« Il avait un je ne sais quoi de frémissant qui trahissait sa
sensibilité restée vive et neuve »
BOURGET
« Où est donc passée cette
sale bête. Tu l’as pas vu toi qui es toujours à traîner dans la cour le nez en
l’air, à rien faire. Tu l’aurais pas laissé partir au moins ? »
La sale bête,
c’était le cochon de Noël que l’on avait acheté minuscule et que l’on avait
engraissé mois après mois pour qu’il soit « fin prêt » pour les fêtes
de fin d’année.
Celui qui était toujours dans la
cour à rêvasser, c’était le dernier né de la famille, un petit bonhomme de sept
ans qui était plus tourmenté par les conciliabules des kikiwis dans le manguier
de la cour que par les préoccupations paternelles.

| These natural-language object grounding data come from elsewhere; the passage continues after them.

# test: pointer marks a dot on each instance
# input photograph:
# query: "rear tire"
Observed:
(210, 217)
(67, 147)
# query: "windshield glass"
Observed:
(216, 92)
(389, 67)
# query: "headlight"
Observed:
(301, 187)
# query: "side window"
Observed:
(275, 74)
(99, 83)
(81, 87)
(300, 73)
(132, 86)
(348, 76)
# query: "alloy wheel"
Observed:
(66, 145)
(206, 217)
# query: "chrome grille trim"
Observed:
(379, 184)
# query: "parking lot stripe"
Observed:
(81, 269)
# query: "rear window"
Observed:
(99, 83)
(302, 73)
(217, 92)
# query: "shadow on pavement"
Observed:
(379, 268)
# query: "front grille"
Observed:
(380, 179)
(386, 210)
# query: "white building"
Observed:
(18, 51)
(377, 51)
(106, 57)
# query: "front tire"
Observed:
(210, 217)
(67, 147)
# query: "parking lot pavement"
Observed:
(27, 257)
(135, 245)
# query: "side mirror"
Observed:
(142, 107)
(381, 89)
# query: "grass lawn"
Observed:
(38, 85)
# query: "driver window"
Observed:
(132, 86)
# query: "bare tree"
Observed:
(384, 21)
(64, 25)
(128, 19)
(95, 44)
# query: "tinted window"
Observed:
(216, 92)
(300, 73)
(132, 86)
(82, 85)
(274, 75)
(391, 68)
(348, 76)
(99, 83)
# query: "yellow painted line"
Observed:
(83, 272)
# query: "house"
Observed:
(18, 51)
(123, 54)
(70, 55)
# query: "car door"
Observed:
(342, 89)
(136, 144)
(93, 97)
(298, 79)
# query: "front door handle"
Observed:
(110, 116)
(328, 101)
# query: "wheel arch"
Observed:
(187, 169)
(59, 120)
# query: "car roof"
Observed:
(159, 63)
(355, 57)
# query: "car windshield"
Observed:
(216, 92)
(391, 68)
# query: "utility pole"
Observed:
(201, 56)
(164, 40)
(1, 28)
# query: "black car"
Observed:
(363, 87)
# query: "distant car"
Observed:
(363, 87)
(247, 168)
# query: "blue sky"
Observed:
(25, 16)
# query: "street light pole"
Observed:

Dans notre Guyane du bon vivre, ce
jour là, le soleil étincelait dans un ciel de décembre d’un bleu presque sans
tache. Les magasins de Cayenne étaient « enguirlandés » de tous côtés
et leurs vitrines débordaient de futurs cadeaux.
Ça et là, au milieu du marché et
sur les plus larges trottoirs, des sapins majestueux semblaient avoir poussés
en quelques jours, comme par magie.
Notre petit bonhomme était ébahi
devant tant de merveilles. Il trépignait de voir les trains électriques qui
allaient et venaient d’un tunnel à l’autre. Il ouvrait des yeux tout ronds en
face de poupées qui bougeaient toutes seules tête, bras et jambes. Tout aurait
été féerique s’il n’y avait pas eut un couac.
Quand il passa devant la vitrine
d’un boucher, il aperçut les têtes des porcs sacrifiés dont la langue pendait
lamentablement.
Cet affligeant spectacle le
ramena à sa triste réalité. Comme chaque fin d’année, il allait voir son père
tuer son ami d’infortune. Lui qui l’avait nourri, dorloté, cajolé, il allait
être l’impuissant spectateur de sa mise à mort. Maintenant qu’il avait un prénom
et faisait partie de la famille, c’était presque un crime impardonnable.
De l’aiguisage du couteau pointu
au buclage, de l’éviscération au
tranchage de tête, rien ne lui serait épargné. Pour devenir un homme, il devait
être instruit des choses de la vie. C’était la philosophie de la maison.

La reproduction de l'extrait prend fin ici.